Enhancing Built-in Electric Fields for Efficient Photocatalytic Hydrogen Evolution by Encapsulating C60 Fullerene into Zirconium-Based Metal-Organic Frameworks

High-efficiency photocatalysts based on metal-organic frameworks (MOFs) are often limited by poor charge separation and slow charge-transfer kinetics. Herein, a novel MOF photocatalyst is successfully constructed by encapsulating C-60 into a nano-sized zirconium-based MOF, NU-901. By virtue of host-guest interactions and uneven charge distribution, a substantial electrostatic potential difference is set-up in C-60@NU-901. The direct consequence is a robust built-in electric field, which tends to be 10.7 times higher in C-60@NU-901 than that found in NU-901. In the catalyst, photogenerated charge carriers are efficiently separated and transported to the surface.
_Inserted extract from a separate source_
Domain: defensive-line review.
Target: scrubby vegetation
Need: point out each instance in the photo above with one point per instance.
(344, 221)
For example, photocatalytic hydrogen evolution reaches 22.3 mmol g(-1) h(-1) for C-60@NU-901, which is among the highest values for MOFs. Our concept of enhancing charge separation by harnessing host-guest interactions constitutes a promising strategy to design photocatalysts for efficient solar-to-chemical energy conversion.

Automated summary

In this study, a novel MOF photocatalyst is constructed by encapsulating C-60 into a nano-sized zirconium-based MOF, NU-901, resulting in a substantial electrostatic potential difference and a robust built-in electric field. The photocatalytic hydrogen evolution rate for C-60@NU-901 reaches 22.3 mmol g(-1) h(-1), which is among the highest values for MOFs. Harnessing host-guest interactions to enhance charge separation is a promising strategy for designing efficient photocatalysts for solar-to-chemical energy conversion.